D'un autre côté, les gens d'affaires qui s'occupent de cet événement dans le nord de la Macédoine conviennent que la quantité de farine exportée au Kosovo a augmenté, mais pas à un taux élevé.
Ramadan Veyseli, propriétaire du Mullyr Fabric “Balkan” à Tetovo, à la fois président du groupe de mouture de l'Odead Nord-Ouest de la Macédoine du Nord, dans une conversation pour Radio Free Europe, a déclaré que l'exportation de farine du nord de la Macédoine vers le Kosovo a augmenté jusqu'à 30 %.
La Serbie a introduit le 400e et le 500e type de Michael au Kosovo, et après l'imposition de la taxe, l'importation en provenance de Macédoine a commencé à augmenter, mais pas dans les pourcentages de trompettes au Kosovo.

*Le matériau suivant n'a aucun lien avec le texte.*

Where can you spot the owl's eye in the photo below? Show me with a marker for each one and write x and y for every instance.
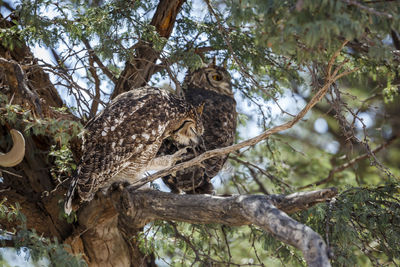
(216, 77)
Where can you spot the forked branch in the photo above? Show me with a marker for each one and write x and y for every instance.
(138, 207)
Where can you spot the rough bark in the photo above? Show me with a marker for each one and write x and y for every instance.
(110, 223)
(139, 71)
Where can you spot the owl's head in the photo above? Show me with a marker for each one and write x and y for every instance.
(190, 128)
(212, 78)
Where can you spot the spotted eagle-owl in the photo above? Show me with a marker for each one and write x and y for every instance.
(121, 142)
(212, 86)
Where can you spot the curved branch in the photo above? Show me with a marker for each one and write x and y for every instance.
(138, 207)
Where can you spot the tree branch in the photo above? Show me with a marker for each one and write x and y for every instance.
(139, 71)
(138, 207)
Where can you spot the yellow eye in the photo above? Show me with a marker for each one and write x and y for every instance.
(216, 77)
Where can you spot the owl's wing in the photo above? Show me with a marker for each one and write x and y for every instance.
(219, 120)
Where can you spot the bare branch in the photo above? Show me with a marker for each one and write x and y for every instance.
(368, 9)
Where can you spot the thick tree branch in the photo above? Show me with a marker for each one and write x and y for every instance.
(138, 207)
(111, 223)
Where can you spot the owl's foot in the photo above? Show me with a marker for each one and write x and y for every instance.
(119, 186)
(179, 155)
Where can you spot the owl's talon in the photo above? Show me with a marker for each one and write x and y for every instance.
(179, 155)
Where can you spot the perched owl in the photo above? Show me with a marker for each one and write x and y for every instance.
(121, 142)
(212, 86)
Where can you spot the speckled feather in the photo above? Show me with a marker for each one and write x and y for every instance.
(219, 120)
(122, 139)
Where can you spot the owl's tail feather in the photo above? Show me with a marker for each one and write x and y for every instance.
(70, 196)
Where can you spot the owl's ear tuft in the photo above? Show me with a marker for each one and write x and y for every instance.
(199, 108)
(213, 63)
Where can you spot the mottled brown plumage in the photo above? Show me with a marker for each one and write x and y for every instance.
(212, 86)
(121, 142)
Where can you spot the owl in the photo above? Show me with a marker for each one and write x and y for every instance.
(121, 142)
(212, 86)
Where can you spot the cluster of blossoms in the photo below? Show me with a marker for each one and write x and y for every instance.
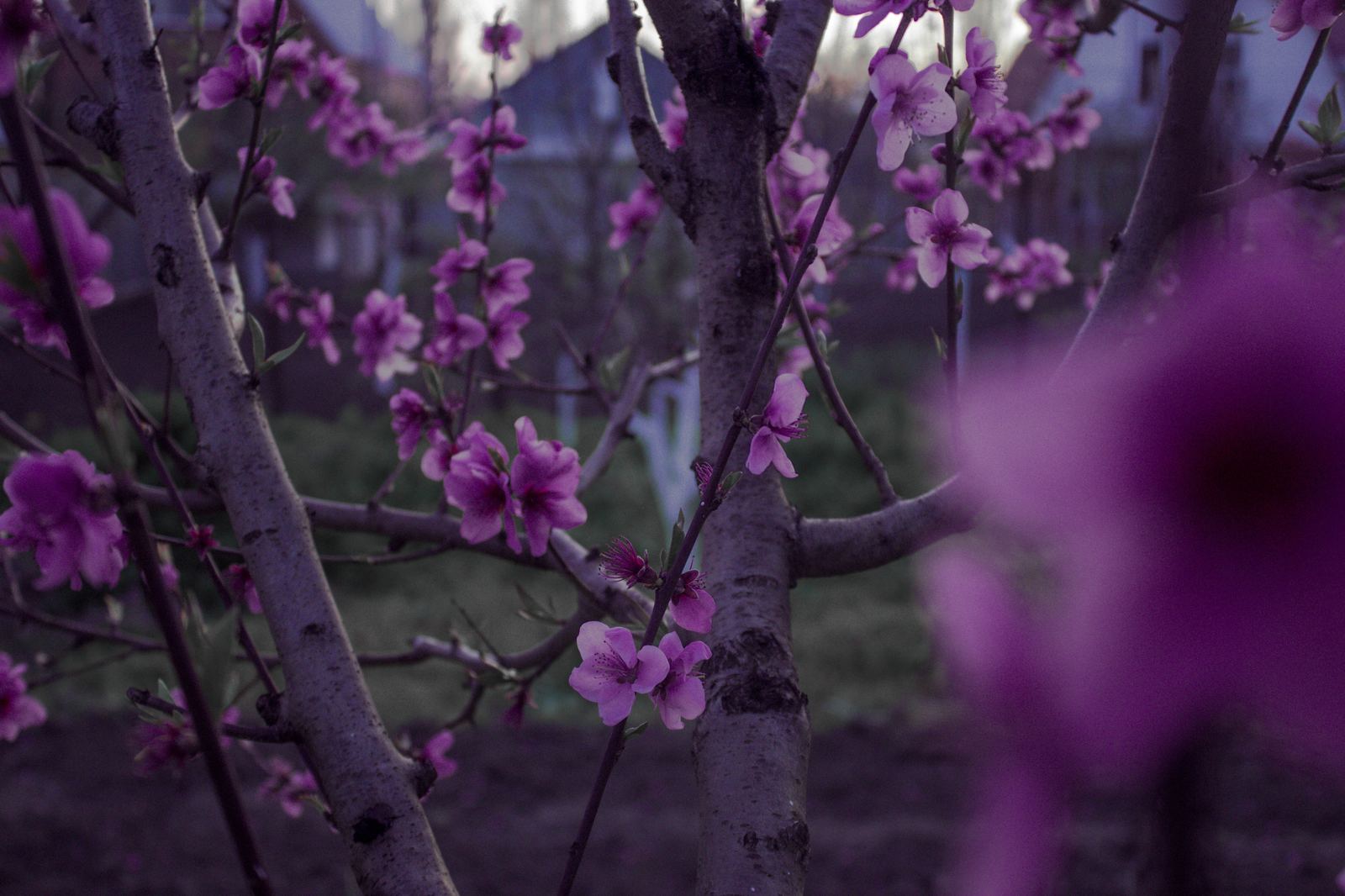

Je ne crois pas que même 30 pour cent entrent dans la farine du Kosovo de Macédoine, par rapport à la période précédant l'imposition de la taxe”.
Le plus grand sous-x0> est local (de Macédoine du Nord), tandis que l'autre quantité est importée de Hongrie, de Serbie, d'Autriche et de Croatie. L'importation dépend surtout de la Serbie, car elle est plus proche de”, dit Veyseli.
Au Kosovo en 2016, 37 millions de livres [37 millions de kg] de farine d'une valeur de 8 millions d'euros ont été importées, et en 2017, l'État serbe au Kosovo, 22 millions de livres [22 millions de kg] de farine, dépassant 4 millions d'euros.
Le 6 novembre dernier, le gouvernement du Kosovo avait initialement imposé un droit de douane de 10 % sur les produits importés de Serbie et de Bosnie-Herzégovine. Cette taxe douanière a augmenté de 100 % le 21 novembre.
L'Union européenne et les États-Unis d'Amérique demandent à Pristina officielle de suspendre cette taxe afin que la possibilité de dialogue se poursuive à Bruxelles, entre le Kosovo et la Serbie.
Le président de la Serbie, Aleksandar Vuciq, a déclaré qu'il ne participerait pas au dialogue, sans que les impôts soient supprimés.
Mais le Premier ministre du Kosovo, Ramush Haradinaj, insiste pour que cette taxe ne soit levée que lorsque la Serbie reconnaîtra l'indépendance du Kosovo.